Reyes de la noche agobiados por el enjuto fantasma de la ley seca. Maestros que dan clase en salones vacíos, a pantallas apagadas; clamando en un desierto de interés. Perros que han dejado de perseguir motocicletas y de orinar árboles. Detectives salvajes a los que domó el encierro, admitiendo que el realismo visceral era únicamente una fachada para vender marihuana.

“Preferiría no hacerlo”, mastica en su interior. Y opta por irse, dejarlo atrás: borrarlo y hacer como si nada hubiera pasado. Regresa a la comodidad de la rutina, al mapa que conoce como la palma de su mano, dejando así escapar la oportunidad de estar con el amor de su vida. Pero, se justifica, ¿es esto vida? Como funambulista, todos los días evita caer al vacío desde la cuerda floja de su empleo, que es lo que se reduce su existencia. Su presente es una paradoja, en la que está segura que para vivir antes tiene que sobrevivir. No tiene tiempo para él, no tiene tiempo ni siquiera para ella. Sin embargo, se voltea y, cuando va a decirle que lo ama se contiene y calla por unos segundos. Abre de nuevo los labios, pero él ya sabe qué dirá de nuevo: “Preferiría no hacerlo”.
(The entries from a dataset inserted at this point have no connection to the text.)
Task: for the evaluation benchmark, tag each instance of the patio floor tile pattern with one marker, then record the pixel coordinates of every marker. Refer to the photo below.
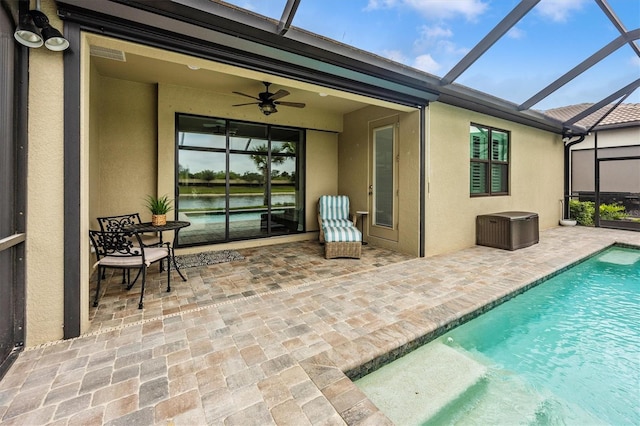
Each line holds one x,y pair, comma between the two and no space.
249,354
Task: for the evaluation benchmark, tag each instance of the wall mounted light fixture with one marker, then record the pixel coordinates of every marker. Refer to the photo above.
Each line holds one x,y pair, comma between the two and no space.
27,32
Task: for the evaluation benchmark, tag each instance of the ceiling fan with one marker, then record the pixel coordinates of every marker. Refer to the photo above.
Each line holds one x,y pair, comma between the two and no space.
267,101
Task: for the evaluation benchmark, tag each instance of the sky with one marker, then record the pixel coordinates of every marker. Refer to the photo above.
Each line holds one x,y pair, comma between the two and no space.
433,35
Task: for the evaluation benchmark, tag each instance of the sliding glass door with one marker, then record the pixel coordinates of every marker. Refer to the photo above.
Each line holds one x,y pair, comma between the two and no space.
383,178
238,180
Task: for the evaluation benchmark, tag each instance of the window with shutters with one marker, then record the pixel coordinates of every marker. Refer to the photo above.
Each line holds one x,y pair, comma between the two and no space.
489,166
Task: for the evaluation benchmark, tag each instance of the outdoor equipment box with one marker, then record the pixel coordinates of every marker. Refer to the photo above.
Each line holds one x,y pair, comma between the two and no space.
507,230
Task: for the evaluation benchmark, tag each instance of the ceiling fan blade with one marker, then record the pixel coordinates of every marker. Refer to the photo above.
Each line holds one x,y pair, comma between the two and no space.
279,94
293,104
248,96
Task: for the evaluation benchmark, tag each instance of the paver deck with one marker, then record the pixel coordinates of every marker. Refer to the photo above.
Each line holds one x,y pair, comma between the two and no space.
277,355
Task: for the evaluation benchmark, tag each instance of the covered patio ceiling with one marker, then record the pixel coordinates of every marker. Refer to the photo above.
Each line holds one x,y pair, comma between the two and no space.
376,77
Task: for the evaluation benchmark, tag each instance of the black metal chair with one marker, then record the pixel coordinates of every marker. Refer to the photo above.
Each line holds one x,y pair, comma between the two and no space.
116,249
120,222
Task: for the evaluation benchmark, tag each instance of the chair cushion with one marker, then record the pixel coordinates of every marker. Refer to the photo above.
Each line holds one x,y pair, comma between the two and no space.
151,254
334,207
337,223
334,234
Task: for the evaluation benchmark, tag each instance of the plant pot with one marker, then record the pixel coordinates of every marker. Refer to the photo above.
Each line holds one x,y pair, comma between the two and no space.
158,219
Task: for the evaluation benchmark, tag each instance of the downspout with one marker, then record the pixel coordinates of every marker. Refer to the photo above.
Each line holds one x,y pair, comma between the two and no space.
423,186
567,161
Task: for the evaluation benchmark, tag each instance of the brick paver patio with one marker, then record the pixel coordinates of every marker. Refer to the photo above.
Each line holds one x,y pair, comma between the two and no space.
268,340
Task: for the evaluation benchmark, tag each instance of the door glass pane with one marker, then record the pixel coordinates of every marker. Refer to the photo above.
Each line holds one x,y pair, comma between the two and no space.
248,186
383,176
248,196
202,200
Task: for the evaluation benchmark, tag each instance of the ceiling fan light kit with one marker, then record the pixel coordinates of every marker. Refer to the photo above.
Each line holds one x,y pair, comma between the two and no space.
268,101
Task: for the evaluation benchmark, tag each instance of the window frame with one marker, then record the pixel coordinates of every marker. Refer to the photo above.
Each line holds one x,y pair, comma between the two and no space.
489,162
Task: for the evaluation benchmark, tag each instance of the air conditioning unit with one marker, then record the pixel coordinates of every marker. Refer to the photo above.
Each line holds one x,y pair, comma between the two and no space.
507,230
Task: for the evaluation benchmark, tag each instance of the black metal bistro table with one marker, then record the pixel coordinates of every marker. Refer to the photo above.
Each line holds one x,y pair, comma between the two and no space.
171,225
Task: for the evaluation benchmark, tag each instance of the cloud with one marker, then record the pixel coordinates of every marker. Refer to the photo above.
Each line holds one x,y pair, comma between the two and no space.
435,9
426,63
396,56
559,10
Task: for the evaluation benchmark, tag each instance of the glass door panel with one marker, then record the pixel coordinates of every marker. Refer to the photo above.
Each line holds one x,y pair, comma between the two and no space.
238,180
384,191
202,196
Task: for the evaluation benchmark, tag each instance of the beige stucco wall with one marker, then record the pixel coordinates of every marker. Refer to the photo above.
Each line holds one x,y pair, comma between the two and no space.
354,172
127,147
536,177
45,202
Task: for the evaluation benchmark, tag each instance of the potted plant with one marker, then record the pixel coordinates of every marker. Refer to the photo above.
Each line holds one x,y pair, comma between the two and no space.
158,206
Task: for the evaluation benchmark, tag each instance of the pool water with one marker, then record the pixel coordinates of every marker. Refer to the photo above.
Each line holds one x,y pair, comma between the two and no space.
564,352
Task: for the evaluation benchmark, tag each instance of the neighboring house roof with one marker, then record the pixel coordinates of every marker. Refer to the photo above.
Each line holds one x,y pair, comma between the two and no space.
623,115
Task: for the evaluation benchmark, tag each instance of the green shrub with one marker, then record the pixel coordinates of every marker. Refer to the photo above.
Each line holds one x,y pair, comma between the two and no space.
584,212
612,212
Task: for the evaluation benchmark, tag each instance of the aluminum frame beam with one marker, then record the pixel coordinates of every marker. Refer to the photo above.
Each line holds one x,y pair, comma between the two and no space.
616,22
287,16
625,91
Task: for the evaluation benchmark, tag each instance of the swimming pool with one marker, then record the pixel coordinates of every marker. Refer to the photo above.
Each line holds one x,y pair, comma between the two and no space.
564,352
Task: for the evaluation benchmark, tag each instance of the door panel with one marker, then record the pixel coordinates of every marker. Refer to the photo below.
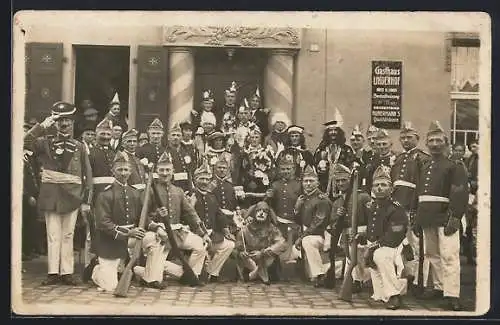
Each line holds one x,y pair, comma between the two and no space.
215,71
44,77
152,85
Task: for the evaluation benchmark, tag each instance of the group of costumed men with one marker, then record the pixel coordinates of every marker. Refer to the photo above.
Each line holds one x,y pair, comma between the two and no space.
230,188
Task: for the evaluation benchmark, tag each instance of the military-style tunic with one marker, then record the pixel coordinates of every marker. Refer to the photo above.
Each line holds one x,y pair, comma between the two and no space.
223,190
301,158
338,202
138,177
442,189
286,193
184,165
151,152
101,160
326,155
314,213
210,214
258,236
180,211
117,205
404,175
61,157
387,223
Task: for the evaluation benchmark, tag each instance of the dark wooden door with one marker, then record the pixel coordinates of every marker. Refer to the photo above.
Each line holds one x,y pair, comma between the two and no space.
152,85
215,71
44,63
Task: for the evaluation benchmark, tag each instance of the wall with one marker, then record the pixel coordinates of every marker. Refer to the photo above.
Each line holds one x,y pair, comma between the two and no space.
339,75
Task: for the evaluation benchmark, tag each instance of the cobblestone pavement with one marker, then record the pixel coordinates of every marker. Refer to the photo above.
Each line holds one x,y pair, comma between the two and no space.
234,295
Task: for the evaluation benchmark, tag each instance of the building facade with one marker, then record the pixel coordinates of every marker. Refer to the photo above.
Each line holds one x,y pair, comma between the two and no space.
306,73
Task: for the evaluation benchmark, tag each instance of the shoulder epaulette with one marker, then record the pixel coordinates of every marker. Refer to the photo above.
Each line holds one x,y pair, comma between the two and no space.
396,203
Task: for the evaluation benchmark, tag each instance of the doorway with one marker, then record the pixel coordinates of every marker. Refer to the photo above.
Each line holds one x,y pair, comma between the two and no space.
216,68
100,72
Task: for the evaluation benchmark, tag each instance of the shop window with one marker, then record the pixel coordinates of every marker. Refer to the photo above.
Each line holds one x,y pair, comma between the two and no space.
464,91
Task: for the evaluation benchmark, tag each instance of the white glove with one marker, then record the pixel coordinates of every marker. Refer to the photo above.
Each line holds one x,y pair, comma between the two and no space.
48,122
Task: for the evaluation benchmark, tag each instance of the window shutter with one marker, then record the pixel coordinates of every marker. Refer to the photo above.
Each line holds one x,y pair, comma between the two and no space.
44,62
152,85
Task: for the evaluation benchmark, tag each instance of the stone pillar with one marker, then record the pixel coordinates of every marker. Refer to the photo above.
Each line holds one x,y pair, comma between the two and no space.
181,67
278,82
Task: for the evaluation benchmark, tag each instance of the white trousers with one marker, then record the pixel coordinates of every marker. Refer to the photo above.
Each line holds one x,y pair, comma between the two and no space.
385,281
60,232
105,274
359,272
221,251
156,262
312,245
443,253
412,266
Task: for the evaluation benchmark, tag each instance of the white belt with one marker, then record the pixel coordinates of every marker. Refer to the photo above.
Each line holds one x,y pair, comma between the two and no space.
360,229
404,183
103,180
283,220
433,198
180,176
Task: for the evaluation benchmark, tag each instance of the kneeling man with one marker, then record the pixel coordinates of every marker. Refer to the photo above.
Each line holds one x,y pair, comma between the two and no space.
386,230
117,213
189,231
260,242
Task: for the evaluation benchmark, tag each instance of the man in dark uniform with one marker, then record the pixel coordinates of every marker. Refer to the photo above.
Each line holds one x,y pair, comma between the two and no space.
114,113
189,231
343,212
215,220
259,115
404,175
154,149
222,188
363,156
386,230
384,156
66,188
101,160
442,201
296,146
117,211
313,210
282,196
330,151
31,188
138,174
228,111
182,158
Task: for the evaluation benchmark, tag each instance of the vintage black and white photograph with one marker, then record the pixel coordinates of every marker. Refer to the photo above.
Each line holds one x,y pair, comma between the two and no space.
251,163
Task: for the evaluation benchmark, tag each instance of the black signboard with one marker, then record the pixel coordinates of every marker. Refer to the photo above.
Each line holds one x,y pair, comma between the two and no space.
387,77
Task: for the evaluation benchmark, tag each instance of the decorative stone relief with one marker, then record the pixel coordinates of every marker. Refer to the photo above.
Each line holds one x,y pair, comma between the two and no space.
280,37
Hay una pandemia de desidia, una ola de contagios de indolencia; son días en los que se bosteza más de lo que se habla, y los vampiros que se aventuran, rápidamente hallan senderos para perder los sentidos. Miles están parapetados en la soledad, refugiados en la hueva, refugios en los que se olvidan del futuro que se les extravió en el camino, que les fue arrebatado. Este rosario de historias podría continuar, y continuar, y continuar; testimonios de legiones de jóvenes entumidos, de alborotos inexistentes de niños aletargados. Todos Bartleby, aquel personaje cuyo descenso al infierno de la indiferencia narró Melville. El escribiente brillante que, ante el relámpago de una revelación, epifanía de desdén, decide mandarlo todo a la mierda. Como muchos contagiados de este virus, Bartleby pierde las ganas de todo, incluso de comer, condenándose a un lento suicidio por inanición.